搭建 Hadoop 源代码阅读环境
环境
- Mac OS X EI Capitan 10.11.6
- java version “1.7.0_80”
- git version 2.7.4 (Apple Git-66)
- Apache Maven 3.3.9
下载源代码
从 Git 上下载最新源代码:
git clone git://git.apache.org/hadoop-common.git
构建代码
构建代码,使项目可以导入到 Eclipse 中。切换目录到 hadoop-common,执行以下命令:
$ mvn install -DskipTests
$ mvn eclipse:eclipse -DdownloadSources=true -DdownloadJavadocs=true
这个过程时间比较久,最好有内部的 Nexus 服务器,不然可能会不够顺畅。
Hadoop 2.7.3 源码环境
下载地址:http://hadoop.apache.org/releases.html。下载 2.7.3 源代码包到本地。使用以下命令解压:
$ tar xzvf hadoop-2.7.3-src.tar.gz
解压目录下的 hadoop-2.7.3-src/BUILDING.txt 文件提供了很多信息。
源码构建方式同上。
Eclipse 中的操作
Common
- File -> Import…
- Choose “Existing Projects into Workspace”
- Select the hadoop-common-project directory as the root directory
- Select the hadoop-annotations, hadoop-auth, hadoop-auth-examples, hadoop-nfs and hadoop-common projects
- Click “Finish”
- File -> Import…
- Choose “Existing Projects into Workspace”
- Select the hadoop-assemblies directory as the root directory
- Select the hadoop-assemblies project
- Click “Finish”
- To get the projects to build cleanly:
- Add target/generated-test-sources/java as a source directory for hadoop-common
- You may have to add then remove the JRE System Library to avoid errors due to access restrictions
最后一个操作的步骤:
- Go to the Build Path settings in the project properties.
- Remove the JRE System Library
- Add it back; Select “Add Library” and select the JRE System Library. The default worked for me.
HDFS
- File -> Import…
- Choose “Existing Projects into Workspace”
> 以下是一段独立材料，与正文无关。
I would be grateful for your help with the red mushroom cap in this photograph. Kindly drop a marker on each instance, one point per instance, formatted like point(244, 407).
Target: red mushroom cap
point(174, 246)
- Select the hadoop-hdfs-project directory as the root directory
- Select the hadoop-hdfs project
- Click “Finish”
YARN
- File -> Import…
- Choose “Existing Projects into Workspace”
- Select the hadoop-yarn-project directory as the root directory
- Select the hadoop-yarn-project project
- Click “Finish”
MapReduce
- File -> Import…
- Choose “Existing Projects into Workspace”
- Select the hadoop-mapreduce-project directory as the root directory
- Select the hadoop-mapreduce-project project
- Click “Finish”
错误
错误: 程序包com.sun.javadoc不存在
如果使用 JDK8 执行 mvn install -DskipTests 的话会报一下错误,需要替换为 JDK7 后再执行。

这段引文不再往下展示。